Entonces me puse en contacto con el P. Gideon nuevamente y le pedí perdón por mi huida como la de Jonás. Él me dio la bienvenida amablemente y continuamos donde lo habíamos dejado. Le escribí al obispo local y le dije que quería volver a casa.

Sheryl estaba menos segura acerca del paso a la Iglesia Católica. Me había guardado tanto de mis pensamientos para mí que la idea de considerar seriamente el catolicismo me pareció repentina. Inicialmente, estaba más inclinada a adorar en una de las iglesias anglicanas o en el área del anglocatolicismo ortodoxo. Pero con el tiempo, ella también exploró las afirmaciones de la Iglesia Católica y comenzó a ver su esplendor, su enseñanza moral, su sólido compromiso con la verdad y su testimonio a través de los siglos. Descubrió santos que habían dado su vida por la fe. Gracias a la guía de otro converso episcopal, se respondieron sus preguntas e inquietudes. Para mí fue una transformación asombrosa presenciar. Su entusiasmo y amor por la Iglesia crecieron semana tras semana, hasta estar realmente ansiosa por nuestra recepción.

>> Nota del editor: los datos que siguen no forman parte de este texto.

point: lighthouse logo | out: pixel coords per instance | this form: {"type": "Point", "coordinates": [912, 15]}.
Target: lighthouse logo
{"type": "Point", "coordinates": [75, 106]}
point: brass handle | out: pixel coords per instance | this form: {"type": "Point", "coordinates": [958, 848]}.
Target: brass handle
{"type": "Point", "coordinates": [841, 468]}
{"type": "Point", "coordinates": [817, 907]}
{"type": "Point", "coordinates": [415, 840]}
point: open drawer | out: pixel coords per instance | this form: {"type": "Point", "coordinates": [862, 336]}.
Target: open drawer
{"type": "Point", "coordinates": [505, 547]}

En casa con la familia de Dios

El 20 de mayo de 2007, nuestra familia regresó a la Iglesia Católica. Para nosotros es la culminación de una gran historia de amor. Aquí vemos lo que profesamos en el Credo de Nicea: La Iglesia es una, santa, católica y apostólica. Desde hace más de 2000 años las puertas del infierno no prevalecen contra ella. Sus santos continúan inspirándonos e iluminándonos. Sabemos lo que significa compartir y estar en verdadera comunión con los demás. Aquí Cristo está verdaderamente presente. Entendemos más plenamente, porque somos más plenamente parte del Cuerpo de Cristo, la Iglesia, un hecho que no conduce al orgullo, sino a la humildad. Nos hemos hecho más conscientes de nuestra pecaminosidad y de nuestra necesidad del perdón restaurador de Dios en nuestras vidas.

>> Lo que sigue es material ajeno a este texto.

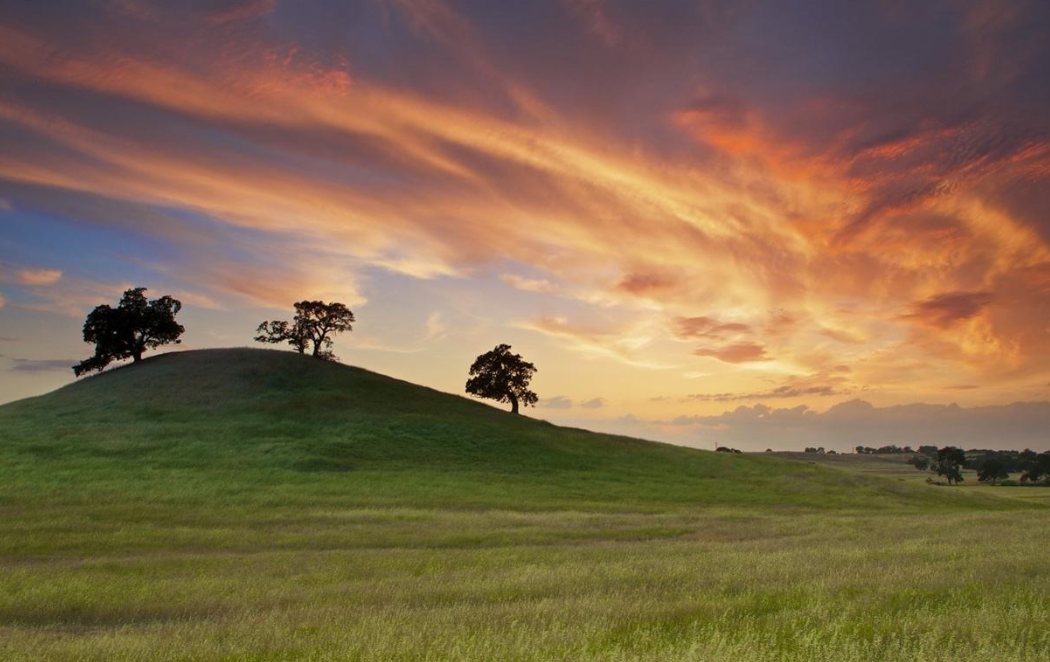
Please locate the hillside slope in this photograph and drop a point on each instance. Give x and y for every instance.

Queda algo de incomodidad. Todavía recibo algunas respuestas incorrectas en la Misa, y Sheryl y yo a veces nos perdemos en el misal. Y sólo nos queda esperar que nuestro latín mejore. Estamos aprendiendo el idioma de la familia y nuestro camino en nuestro nuevo hogar. Pero estamos en casa porque encontramos a nuestra familia y la familia de Dios nos encontró.